Eine derartige Feststellung kann hier nicht getroffen werden. Nach der Verordnungsbegründung soll § 2 VAErstV zwar insgesamt der Verfahrensbeschleunigung dienen (BR-Drucksache 646/01, S. 9). Dieser Zielsetzung steht auch nicht entgegen,
dass es sich bei § 2 Abs. 1 VAErtstV nur um eine Sollvorschrift handelt. Sollvorschriften räumen der Behörde im Regelfall
kein Ermessen ein, sondern ermöglichen über den Regelungsinhalt hinausgehende Rechtsfolgen und Abweichungen nur ausnahmsweise
in atypischen, besonders gelagerten Fällen, wobei dann Ermessen auszuüben ist (in dieser Allgemeinheit: Bundessozialgericht,
Urteil vom 27. Mai 2014, B 8 SO 1/13 R, Rn. 18).
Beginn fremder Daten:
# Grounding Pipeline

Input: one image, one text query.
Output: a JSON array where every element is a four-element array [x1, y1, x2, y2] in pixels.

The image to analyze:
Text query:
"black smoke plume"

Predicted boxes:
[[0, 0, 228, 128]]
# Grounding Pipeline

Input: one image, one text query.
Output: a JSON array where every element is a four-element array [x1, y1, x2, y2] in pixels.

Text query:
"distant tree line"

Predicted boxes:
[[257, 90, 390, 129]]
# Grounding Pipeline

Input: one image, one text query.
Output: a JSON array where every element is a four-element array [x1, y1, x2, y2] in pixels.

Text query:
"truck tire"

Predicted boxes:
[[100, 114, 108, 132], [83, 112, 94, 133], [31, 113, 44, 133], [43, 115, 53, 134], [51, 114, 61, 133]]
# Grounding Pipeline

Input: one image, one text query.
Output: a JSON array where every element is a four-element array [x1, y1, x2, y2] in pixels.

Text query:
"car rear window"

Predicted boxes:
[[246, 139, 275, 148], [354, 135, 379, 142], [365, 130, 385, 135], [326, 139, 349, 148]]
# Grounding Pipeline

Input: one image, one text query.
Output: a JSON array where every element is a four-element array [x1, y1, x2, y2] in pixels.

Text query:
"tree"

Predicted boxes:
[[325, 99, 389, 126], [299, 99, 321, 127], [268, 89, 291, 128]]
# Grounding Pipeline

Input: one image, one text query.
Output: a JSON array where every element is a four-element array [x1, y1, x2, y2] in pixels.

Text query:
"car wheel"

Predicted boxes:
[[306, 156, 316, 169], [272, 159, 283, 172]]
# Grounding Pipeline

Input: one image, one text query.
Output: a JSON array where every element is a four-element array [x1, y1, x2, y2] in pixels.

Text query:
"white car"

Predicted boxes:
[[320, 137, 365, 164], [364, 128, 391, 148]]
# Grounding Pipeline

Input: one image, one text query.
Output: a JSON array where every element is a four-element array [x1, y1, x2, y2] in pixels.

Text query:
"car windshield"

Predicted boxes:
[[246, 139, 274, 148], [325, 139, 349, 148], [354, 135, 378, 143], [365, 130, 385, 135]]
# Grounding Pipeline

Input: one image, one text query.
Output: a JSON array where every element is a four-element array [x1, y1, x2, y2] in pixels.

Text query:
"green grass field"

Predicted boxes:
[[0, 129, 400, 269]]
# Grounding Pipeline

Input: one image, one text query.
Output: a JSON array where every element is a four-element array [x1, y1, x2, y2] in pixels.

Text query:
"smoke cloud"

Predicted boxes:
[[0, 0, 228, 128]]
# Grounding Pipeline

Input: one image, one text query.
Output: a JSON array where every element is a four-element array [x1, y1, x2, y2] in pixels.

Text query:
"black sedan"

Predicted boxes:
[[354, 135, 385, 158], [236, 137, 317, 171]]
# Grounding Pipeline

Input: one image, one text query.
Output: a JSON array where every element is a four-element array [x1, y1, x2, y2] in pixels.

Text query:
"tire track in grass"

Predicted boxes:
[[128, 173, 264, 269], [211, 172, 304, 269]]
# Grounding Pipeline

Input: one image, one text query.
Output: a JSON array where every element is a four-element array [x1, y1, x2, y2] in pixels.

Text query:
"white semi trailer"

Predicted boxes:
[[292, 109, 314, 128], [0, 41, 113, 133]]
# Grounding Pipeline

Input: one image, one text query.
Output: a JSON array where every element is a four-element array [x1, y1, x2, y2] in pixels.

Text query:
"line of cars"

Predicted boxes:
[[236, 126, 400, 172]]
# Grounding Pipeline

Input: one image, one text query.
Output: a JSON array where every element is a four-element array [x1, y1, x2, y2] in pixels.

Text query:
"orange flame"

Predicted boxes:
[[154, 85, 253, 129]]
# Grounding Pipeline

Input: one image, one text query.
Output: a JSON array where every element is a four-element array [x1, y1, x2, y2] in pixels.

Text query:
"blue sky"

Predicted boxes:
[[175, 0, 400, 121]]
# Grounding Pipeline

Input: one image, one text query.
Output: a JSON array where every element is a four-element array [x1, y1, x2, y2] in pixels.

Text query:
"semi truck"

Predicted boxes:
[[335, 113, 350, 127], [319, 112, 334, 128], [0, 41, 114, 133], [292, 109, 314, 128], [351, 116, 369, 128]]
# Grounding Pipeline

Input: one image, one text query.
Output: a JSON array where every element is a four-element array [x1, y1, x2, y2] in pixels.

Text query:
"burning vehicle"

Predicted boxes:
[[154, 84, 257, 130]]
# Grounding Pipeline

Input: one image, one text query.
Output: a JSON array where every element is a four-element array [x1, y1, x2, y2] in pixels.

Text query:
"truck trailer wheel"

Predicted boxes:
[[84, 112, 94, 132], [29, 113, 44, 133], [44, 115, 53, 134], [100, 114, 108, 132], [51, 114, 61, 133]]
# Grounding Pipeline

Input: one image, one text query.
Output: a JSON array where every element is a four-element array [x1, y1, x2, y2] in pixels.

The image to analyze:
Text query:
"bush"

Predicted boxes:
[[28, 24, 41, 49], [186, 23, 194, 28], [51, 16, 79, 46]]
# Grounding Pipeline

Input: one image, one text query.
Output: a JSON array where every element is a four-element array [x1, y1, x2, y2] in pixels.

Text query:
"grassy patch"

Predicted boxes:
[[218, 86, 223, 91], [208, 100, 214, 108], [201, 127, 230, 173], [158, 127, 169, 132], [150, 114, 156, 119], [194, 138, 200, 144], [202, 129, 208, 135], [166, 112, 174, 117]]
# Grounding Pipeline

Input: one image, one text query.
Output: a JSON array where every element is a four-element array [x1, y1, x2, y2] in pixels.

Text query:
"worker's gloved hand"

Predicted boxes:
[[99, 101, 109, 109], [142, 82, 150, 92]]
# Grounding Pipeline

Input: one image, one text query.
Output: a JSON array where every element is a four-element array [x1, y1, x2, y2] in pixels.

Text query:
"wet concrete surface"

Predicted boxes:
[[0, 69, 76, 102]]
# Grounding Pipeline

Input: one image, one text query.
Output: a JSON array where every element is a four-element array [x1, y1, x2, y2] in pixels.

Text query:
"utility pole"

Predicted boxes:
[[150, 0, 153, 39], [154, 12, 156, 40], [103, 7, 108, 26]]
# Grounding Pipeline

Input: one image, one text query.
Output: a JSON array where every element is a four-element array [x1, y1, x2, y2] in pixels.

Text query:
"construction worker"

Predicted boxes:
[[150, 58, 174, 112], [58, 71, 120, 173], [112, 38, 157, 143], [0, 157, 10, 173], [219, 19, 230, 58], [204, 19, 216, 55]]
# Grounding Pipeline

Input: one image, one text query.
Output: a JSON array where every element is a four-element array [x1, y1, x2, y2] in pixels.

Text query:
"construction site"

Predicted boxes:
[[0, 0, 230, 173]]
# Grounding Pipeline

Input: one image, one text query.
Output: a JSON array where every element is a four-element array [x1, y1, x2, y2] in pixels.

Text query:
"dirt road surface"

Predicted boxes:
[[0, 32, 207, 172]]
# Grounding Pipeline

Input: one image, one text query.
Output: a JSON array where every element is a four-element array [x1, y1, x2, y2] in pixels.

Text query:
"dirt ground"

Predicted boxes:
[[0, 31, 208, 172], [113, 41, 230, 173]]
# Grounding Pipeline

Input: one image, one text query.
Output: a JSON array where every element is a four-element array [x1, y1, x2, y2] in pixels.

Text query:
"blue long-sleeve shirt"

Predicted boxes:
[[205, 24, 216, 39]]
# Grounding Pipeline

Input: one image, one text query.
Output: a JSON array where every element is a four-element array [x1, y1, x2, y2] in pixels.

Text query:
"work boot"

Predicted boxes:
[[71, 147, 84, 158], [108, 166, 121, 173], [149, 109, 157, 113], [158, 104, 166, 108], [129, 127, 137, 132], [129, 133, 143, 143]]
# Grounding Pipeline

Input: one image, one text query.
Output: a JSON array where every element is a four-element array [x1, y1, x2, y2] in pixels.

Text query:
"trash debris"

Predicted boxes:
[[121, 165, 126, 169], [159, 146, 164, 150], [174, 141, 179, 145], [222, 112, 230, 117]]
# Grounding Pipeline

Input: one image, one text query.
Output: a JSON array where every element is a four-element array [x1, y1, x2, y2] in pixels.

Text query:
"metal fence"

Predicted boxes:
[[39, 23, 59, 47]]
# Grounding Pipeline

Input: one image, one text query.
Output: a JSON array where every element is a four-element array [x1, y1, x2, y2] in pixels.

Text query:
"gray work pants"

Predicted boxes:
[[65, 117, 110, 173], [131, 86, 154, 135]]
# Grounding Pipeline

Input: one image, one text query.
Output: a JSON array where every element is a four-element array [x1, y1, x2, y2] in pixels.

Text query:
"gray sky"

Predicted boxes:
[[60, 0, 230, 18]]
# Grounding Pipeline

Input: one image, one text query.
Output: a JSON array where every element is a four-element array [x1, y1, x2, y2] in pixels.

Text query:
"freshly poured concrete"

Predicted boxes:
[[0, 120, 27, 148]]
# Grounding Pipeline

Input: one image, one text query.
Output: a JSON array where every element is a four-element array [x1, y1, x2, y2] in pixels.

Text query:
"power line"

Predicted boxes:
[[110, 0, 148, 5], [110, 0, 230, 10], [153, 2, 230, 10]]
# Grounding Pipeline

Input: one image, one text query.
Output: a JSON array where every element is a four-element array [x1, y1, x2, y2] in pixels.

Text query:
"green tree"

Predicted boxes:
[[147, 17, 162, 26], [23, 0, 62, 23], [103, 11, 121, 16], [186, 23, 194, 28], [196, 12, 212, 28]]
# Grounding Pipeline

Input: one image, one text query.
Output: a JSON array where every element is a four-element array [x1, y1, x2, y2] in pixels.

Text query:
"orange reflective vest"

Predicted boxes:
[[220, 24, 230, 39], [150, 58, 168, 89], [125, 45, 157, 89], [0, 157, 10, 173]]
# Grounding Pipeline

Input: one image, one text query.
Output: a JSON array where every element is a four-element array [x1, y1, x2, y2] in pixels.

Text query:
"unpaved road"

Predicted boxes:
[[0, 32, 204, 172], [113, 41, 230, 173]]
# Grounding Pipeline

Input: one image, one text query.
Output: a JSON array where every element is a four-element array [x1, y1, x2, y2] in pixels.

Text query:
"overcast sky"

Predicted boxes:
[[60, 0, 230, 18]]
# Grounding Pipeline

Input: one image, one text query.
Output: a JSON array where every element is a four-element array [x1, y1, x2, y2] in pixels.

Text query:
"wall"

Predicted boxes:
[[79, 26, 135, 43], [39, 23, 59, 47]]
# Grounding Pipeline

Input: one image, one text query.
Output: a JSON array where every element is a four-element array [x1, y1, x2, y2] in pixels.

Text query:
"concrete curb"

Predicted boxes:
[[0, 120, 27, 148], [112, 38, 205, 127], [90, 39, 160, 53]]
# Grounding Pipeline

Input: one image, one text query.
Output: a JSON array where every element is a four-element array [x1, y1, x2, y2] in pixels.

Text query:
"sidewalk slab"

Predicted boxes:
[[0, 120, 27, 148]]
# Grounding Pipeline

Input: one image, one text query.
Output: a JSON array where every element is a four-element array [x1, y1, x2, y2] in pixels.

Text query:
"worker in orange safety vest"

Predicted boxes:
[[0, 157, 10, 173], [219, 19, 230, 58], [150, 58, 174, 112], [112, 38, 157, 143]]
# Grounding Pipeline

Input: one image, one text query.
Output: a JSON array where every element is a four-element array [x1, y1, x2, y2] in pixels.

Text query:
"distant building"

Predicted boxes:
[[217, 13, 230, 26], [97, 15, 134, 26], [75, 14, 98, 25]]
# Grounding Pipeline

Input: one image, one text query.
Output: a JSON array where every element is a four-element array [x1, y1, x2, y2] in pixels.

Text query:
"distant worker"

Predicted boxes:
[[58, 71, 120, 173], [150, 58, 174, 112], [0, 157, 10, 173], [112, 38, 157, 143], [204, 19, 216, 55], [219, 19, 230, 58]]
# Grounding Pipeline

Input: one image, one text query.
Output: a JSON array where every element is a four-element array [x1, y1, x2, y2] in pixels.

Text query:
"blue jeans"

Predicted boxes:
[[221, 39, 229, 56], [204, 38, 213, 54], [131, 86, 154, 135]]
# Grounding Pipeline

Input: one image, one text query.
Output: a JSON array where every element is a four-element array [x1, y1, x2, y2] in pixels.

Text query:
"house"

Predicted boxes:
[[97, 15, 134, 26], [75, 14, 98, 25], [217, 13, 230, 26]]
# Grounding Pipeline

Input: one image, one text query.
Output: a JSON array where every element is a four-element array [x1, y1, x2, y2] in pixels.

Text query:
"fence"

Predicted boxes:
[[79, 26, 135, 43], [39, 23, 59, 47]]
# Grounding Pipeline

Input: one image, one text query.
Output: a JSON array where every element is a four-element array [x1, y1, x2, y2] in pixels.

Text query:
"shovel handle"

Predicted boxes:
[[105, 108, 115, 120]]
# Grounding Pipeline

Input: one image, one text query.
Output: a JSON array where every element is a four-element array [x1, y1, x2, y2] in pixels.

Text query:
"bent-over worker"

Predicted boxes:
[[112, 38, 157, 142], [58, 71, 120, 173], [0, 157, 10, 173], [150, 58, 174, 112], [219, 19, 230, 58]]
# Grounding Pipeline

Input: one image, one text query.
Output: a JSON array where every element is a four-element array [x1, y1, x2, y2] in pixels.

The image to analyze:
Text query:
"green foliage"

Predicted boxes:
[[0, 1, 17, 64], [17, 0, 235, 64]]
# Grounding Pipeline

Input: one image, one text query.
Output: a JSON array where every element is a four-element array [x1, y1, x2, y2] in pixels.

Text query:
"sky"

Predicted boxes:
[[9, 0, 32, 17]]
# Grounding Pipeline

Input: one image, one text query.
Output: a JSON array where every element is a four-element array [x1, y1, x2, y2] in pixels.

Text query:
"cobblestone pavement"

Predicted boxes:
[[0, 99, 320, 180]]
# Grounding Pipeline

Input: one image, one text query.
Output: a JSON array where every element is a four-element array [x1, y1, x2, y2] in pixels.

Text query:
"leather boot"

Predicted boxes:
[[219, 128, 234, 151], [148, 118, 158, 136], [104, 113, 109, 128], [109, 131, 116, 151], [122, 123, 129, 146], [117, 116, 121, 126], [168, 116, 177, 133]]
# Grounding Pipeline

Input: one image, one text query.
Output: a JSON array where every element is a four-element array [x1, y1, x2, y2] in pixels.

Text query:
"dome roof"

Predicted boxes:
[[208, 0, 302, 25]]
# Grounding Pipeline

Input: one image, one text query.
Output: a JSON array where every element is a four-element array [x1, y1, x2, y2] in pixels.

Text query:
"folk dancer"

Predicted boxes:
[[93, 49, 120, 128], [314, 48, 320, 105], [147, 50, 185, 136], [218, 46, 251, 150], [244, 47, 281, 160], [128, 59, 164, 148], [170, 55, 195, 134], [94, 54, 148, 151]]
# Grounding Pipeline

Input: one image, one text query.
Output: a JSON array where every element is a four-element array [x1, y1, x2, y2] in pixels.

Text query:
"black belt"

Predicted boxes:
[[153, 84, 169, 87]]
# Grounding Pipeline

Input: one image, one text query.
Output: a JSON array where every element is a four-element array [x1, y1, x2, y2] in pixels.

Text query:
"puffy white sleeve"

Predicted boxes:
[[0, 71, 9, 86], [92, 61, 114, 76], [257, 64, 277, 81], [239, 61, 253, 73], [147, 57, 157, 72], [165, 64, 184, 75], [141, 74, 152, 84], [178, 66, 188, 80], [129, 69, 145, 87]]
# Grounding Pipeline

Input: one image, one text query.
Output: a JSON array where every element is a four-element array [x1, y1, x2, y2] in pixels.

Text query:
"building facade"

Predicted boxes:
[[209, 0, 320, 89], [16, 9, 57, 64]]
Die Erstattungsanforderungsfrist aus § 2 Abs. 1 VAErstV ist also im Regelfall einzuhalten. Aus dem Ziel der Verfahrensbeschleunigung lässt sich jedoch nicht schlussfolgern, dass
die Fälligkeitsregelung des § 2 Abs. 3 VAErtstV auch die Fälle einer verspäteten Erstattungsanforderung erfassen sollte. Die
Rentenversicherungsträger sind als vollziehende Gewalt gemäß Art.
20 Abs.
3 des
Grundgesetzes an Gesetz und Recht gebunden. Der Verordnungsgeber durfte also ohnehin davon ausgehen, dass die Erstattungsanforderungsfrist
im Regelfall eingehalten wird. Ausweislich der Verordnungsbegründung wurde die Einführung einer Sanktionsregelung lediglich
für die Fälle der Erfüllung des Erstattungsanspruches nach Fälligkeit geprüft, jedoch mangels einer gesetzlichen Ermächtigungsgrundlage
abgelehnt (BR-Drucksache 646/01, S. 9). Das lässt nur die Schlussfolgerung zu, dass eine Sanktionsregelung für die Nichteinhaltung
der Erstattungsanforderungsfrist von vornherein nicht beabsichtigt war.
Die Streitwertfestsetzung folgt aus §
197a Abs.
1 Satz 1
SGG in Verbindung mit §
63 Abs.
2 Satz 1 und § 52 Abs. 1 und Abs. 3 Satz 1 sowie § 47 Abs. 1 des Gerichtskostengesetzes (GKG).
Dieser Beschluss kann gemäß §
177 SGG nicht mit der Beschwerde an das Bundessozialgericht angefochten werden. Nach §
145 Abs.
4 Satz 5
SGG wird die Entscheidung des Sozialgerichts mit der Ablehnung der Beschwerde durch das Landessozialgericht rechtskräftig.